At WolfSellers we implement CJA as part of our enterprise clients' analytical maturity projects. In this post we explain what CJA is, how it differs from classic Adobe Analytics, what its technical components are, and which types of companies in Mexico benefit most from adopting it.

What is Adobe Customer Journey Analytics

Adobe Customer Journey Analytics (CJA) is Adobe's enterprise data analytics tool, natively integrated with Adobe Experience Platform (AEP). It connects data from multiple sources — web, mobile app, CRM, point of sale, call center, offline data — in a single analytics environment, and lets you explore it through a flexible workspace without re-implementing tracking code on each touchpoint.

Three characteristics define CJA against other analytics tools:

  1. Any data, not just web data. CJA ingests AEP datasets directly. That means if your CRM, ERP, or loyalty platform already sends data to AEP, CJA can analyze it alongside digital behavior data without any additional integration step.
  2. Analysis of people, not sessions. Unlike classic Adobe Analytics — which organizes data by hits and visits — CJA organizes data around identified people (using the AEP unified profile). Cohort analysis, multi-touch attribution, and customer lifetime value are significantly more accurate.
  3. Open workspace with no schema limits. CJA's Analysis Workspace lets analysts create calculated metrics, segments, and dimensions at the time of analysis, without modifying the data collection implementation. An analyst can test hypotheses in minutes that in classic Adobe Analytics would require days of implementation work.

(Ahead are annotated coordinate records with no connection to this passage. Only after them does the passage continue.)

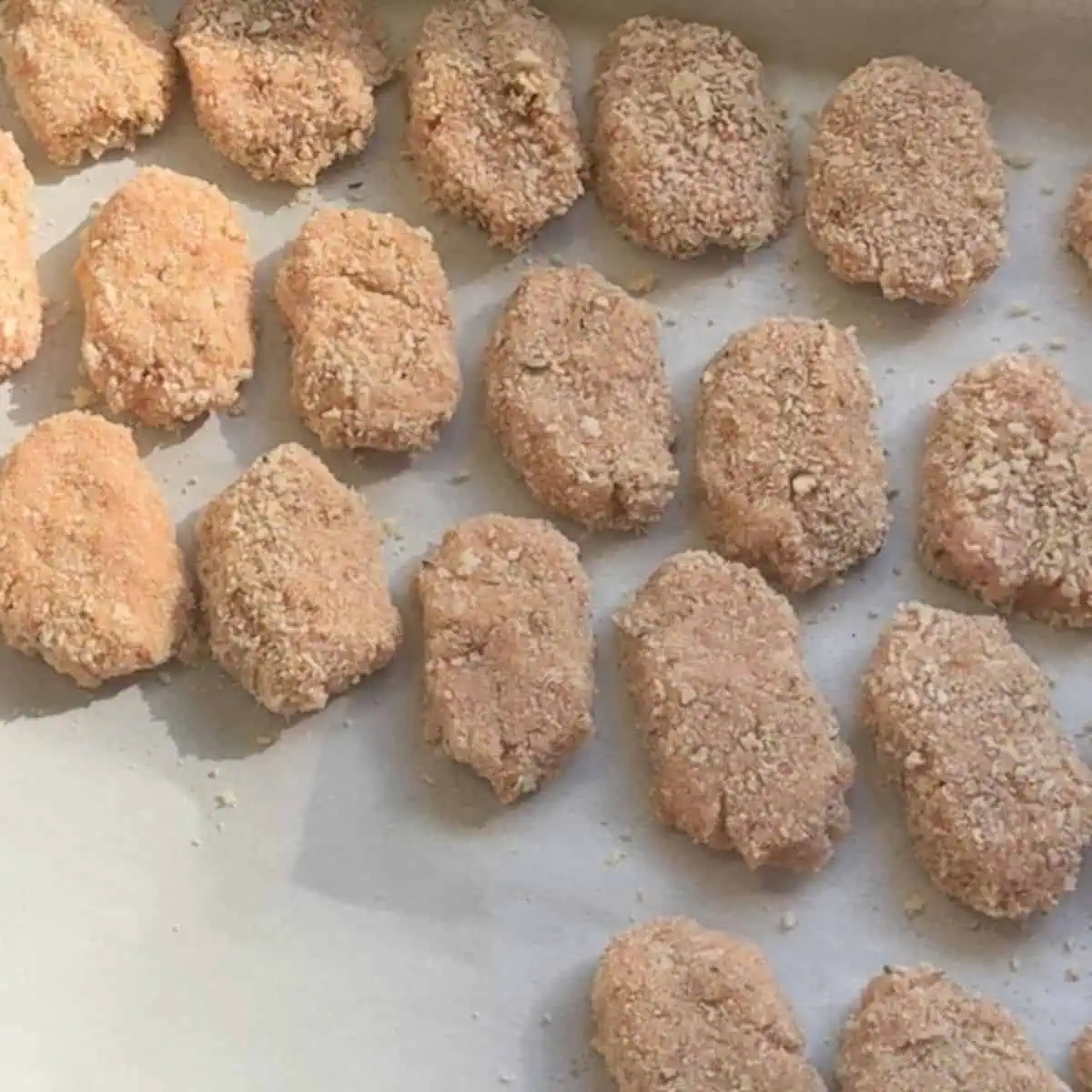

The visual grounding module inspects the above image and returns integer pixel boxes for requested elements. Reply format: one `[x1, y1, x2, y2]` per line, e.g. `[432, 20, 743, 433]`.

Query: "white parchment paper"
[0, 0, 1092, 1092]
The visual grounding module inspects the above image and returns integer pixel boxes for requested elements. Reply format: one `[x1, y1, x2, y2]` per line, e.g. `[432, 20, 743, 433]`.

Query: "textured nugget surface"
[417, 515, 595, 804]
[862, 602, 1092, 918]
[0, 413, 191, 688]
[0, 0, 177, 167]
[835, 966, 1068, 1092]
[593, 17, 792, 258]
[804, 56, 1008, 304]
[592, 917, 825, 1092]
[485, 266, 678, 531]
[176, 0, 392, 186]
[917, 356, 1092, 626]
[406, 0, 586, 250]
[76, 167, 255, 428]
[0, 130, 43, 379]
[694, 318, 890, 594]
[275, 208, 462, 451]
[197, 443, 402, 716]
[617, 551, 854, 872]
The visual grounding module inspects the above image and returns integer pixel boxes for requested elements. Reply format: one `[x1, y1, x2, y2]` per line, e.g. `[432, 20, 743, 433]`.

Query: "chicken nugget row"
[8, 0, 1092, 305]
[591, 917, 1087, 1092]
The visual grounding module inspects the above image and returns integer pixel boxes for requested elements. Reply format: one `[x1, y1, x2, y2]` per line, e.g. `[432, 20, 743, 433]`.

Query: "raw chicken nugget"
[0, 0, 177, 167]
[917, 356, 1092, 626]
[417, 515, 594, 804]
[176, 0, 392, 186]
[804, 56, 1008, 305]
[1070, 1025, 1092, 1092]
[592, 917, 821, 1092]
[835, 966, 1068, 1092]
[0, 413, 191, 688]
[593, 17, 792, 258]
[694, 318, 890, 594]
[197, 443, 402, 716]
[275, 208, 462, 451]
[617, 551, 854, 872]
[406, 0, 586, 250]
[485, 266, 679, 531]
[0, 130, 42, 379]
[863, 602, 1092, 918]
[1066, 170, 1092, 268]
[76, 167, 255, 428]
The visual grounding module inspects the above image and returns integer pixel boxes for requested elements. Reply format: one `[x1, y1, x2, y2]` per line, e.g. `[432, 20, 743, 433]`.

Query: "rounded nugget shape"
[0, 130, 42, 379]
[417, 515, 595, 804]
[862, 602, 1092, 918]
[197, 443, 402, 716]
[694, 318, 891, 594]
[485, 266, 679, 531]
[0, 0, 178, 167]
[592, 917, 825, 1092]
[406, 0, 586, 250]
[593, 17, 792, 258]
[0, 413, 191, 688]
[804, 56, 1008, 305]
[181, 0, 392, 186]
[275, 209, 462, 451]
[617, 551, 855, 872]
[76, 167, 255, 428]
[835, 966, 1068, 1092]
[917, 356, 1092, 626]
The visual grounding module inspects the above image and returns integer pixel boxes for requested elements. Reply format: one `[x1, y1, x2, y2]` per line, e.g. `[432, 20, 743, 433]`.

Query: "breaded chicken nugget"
[862, 602, 1092, 918]
[1066, 170, 1092, 268]
[592, 917, 821, 1092]
[76, 167, 255, 428]
[835, 966, 1068, 1092]
[1070, 1025, 1092, 1092]
[406, 0, 586, 250]
[917, 356, 1092, 626]
[0, 130, 42, 379]
[617, 551, 854, 872]
[485, 266, 679, 531]
[275, 208, 462, 451]
[0, 413, 191, 688]
[197, 443, 402, 716]
[0, 0, 177, 167]
[804, 56, 1008, 305]
[175, 0, 392, 186]
[417, 515, 595, 804]
[694, 318, 890, 594]
[593, 16, 792, 258]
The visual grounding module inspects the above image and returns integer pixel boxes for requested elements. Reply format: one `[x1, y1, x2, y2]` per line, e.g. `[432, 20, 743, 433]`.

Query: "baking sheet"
[0, 0, 1092, 1092]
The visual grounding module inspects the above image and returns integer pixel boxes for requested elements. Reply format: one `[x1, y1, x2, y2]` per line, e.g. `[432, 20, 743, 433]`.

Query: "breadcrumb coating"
[804, 56, 1008, 305]
[593, 16, 792, 258]
[275, 208, 462, 451]
[406, 0, 586, 250]
[862, 602, 1092, 918]
[417, 515, 595, 804]
[76, 167, 255, 428]
[1070, 1025, 1092, 1092]
[616, 551, 855, 872]
[694, 318, 891, 594]
[175, 0, 393, 186]
[0, 130, 43, 379]
[197, 443, 402, 716]
[0, 411, 192, 688]
[1066, 170, 1092, 268]
[835, 966, 1068, 1092]
[485, 266, 679, 531]
[0, 0, 178, 167]
[917, 356, 1092, 626]
[592, 917, 821, 1092]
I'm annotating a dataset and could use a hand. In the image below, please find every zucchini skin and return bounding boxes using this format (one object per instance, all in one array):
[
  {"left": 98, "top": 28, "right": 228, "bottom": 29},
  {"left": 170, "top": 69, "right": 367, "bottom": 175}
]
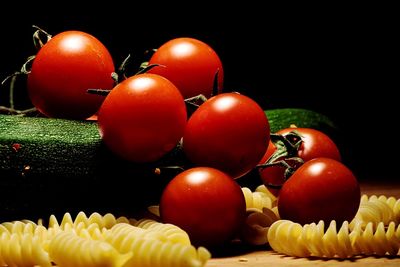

CJA vs classic Adobe Analytics: the differences that matter

The most common confusion when evaluating CJA is believing it directly replaces Adobe Analytics. That is not quite right.

Dimension Adobe Analytics (classic) Adobe Customer Journey Analytics
Data model Hits / visits / visitors AEP datasets (any schema)
Data sources Primarily web and app Web, app, CRM, ERP, offline, IoT
Identity Cookie / ECID (non-persistent) AEP unified profile (persistent, cross-device)
Attribution analysis Predefined models (last click, first, linear) Flexible Attribution IQ + algorithmic models
Metric creation Requires prior implementation On-the-fly in the workspace
AI integration Adobe Sensei (anomaly detection, forecasting) Generative AI + Sensei + AEP AI Assistant integration
Learning curve Medium High (requires understanding AEP)
Cost Adobe Analytics license Requires AEP + additional CJA license

When to choose CJA over Adobe Analytics?

  • When you already have AEP implemented and want to leverage the datasets already living there
  • When you need customer journey analysis that crosses online and offline data (a customer who called the call center and then bought in-store)
  • When multi-touch attribution analysis is critical for marketing investment decisions
  • When you have analysts who need to explore data freely without depending on the analytics implementation

When to stay with Adobe Analytics?

  • When analysis is primarily of web/app behavior and you do not need to cross with offline data
  • When the team is comfortable with the rule-based processing model
  • When the budget does not justify the additional AEP + CJA layer
  • When the organization does not yet have the data maturity to leverage the unified profile

Both tools can coexist. Many enterprise companies use Adobe Analytics for daily operational site analysis (real-time monitoring, alerts, daily performance reports) and CJA for strategic analyses that cross multiple data sources.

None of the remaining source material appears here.